Investors are heading for an initial public offering (IPO) bonanza with 12 of the 16 IPOs in 2017 getting listed at sizeable premiums which made an overall simple returns of 55 percent on average for investors. This includes simple aggregated returns of all IPOs issued in 2017, excluding the two Infrastructure Investment Trusts.
Even after deducting the losses of the five IPOs that listed below their offer price, investors ended up making good money in the IPO market. The study assumes that investors invested in all IPOs and received in allotment.
A slew of stellar listings such as D-Mart/Avenue Supermarts and Shankara Building Projects have already tripled investors’ money over offer price. Avenue Supermarkets IPO was offered at Rs 299, while its current market price is Rs 1067. Shankara made an IPO at Rs 460, while its current price is Rs 1403 crore.
Two other IPOs such as CDSL (Offer price Rs 149, CMP: Rs 338) and Salasar Techno Engineering (Offer price Rs 108, CMP: Rs 268) have also doubled in value so far.
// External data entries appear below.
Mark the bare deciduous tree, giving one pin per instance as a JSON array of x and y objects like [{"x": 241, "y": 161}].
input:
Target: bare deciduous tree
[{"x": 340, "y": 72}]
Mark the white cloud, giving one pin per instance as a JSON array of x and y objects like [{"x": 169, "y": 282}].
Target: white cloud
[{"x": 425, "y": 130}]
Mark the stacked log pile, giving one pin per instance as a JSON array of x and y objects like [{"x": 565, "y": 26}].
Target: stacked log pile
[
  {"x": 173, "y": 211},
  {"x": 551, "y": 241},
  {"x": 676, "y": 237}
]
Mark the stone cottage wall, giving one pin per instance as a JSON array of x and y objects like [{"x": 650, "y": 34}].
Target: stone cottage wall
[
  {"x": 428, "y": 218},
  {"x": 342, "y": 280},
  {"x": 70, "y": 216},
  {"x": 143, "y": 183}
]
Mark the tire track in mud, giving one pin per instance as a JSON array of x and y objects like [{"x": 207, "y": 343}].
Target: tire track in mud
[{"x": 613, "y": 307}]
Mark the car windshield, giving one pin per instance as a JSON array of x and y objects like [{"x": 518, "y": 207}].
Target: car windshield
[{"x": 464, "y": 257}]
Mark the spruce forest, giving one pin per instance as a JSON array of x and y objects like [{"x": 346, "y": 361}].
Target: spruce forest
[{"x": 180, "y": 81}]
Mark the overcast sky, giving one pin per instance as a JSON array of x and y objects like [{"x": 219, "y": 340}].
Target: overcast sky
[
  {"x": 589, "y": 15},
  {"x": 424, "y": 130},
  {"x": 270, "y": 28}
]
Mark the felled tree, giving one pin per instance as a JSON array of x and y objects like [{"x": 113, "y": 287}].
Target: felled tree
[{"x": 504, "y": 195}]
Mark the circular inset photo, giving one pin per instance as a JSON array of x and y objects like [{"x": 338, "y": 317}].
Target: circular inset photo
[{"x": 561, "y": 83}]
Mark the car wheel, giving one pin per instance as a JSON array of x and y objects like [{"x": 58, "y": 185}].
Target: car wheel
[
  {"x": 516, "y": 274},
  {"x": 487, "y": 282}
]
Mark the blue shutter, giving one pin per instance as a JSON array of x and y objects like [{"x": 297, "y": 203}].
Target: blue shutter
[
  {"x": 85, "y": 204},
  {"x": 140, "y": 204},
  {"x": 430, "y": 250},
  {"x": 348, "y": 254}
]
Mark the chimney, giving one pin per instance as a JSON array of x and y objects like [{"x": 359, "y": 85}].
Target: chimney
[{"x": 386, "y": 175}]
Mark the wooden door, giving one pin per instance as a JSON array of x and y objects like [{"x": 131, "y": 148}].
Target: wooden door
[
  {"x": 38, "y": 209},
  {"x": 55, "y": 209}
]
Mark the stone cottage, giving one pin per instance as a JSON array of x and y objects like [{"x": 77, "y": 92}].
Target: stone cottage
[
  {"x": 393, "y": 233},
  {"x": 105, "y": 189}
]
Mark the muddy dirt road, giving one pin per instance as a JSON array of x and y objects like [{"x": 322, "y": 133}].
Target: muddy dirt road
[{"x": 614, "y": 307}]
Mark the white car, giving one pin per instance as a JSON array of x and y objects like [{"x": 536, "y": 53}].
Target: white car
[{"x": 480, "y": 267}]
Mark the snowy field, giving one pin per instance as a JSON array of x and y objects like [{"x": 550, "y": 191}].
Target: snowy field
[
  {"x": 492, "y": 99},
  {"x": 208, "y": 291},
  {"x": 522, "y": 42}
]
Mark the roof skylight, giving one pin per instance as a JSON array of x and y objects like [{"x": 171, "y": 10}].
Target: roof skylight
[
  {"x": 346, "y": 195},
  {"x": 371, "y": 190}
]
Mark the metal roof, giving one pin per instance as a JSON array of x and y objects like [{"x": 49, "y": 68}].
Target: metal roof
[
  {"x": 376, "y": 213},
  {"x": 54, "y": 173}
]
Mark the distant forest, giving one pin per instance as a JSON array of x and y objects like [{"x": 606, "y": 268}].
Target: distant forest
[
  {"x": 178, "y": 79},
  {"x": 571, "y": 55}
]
Five IPOs that came out this year listed lower than their offer price including GTPL Hathway (Offer price Rs 170, CMP: Rs 130), S Chand & Company (Offer price Rs 670, CMP: Rs 482) and CL Educate (Offer Price Rs 502, CMP: Rs 361).
The highest gainer in IPOs this year has been Avenue Supermart surging 3.5 times over its offer price, while the IPO that lost the most for investors has been C L Educate, which dipped a shade over 28 percent.
Retail investors are evincing a keen interest in IPOs this year with many IPOs seeing record subscriptions. The CDSL IPO was oversubscribed a record 170 times. Some of these IPOs continued to deliver returns even post listing. Avenue (Offer price Rs 149, CMP: Rs 338) listed at Rs 604, and even post listing the stock has returned 77 percent returns to investors.
Retail investors continue to flock to the IPO market, and about four new IPOs are expected to raise over Rs 3000 crore from the IPO market. In September, six companies are offering shares to investors through the market.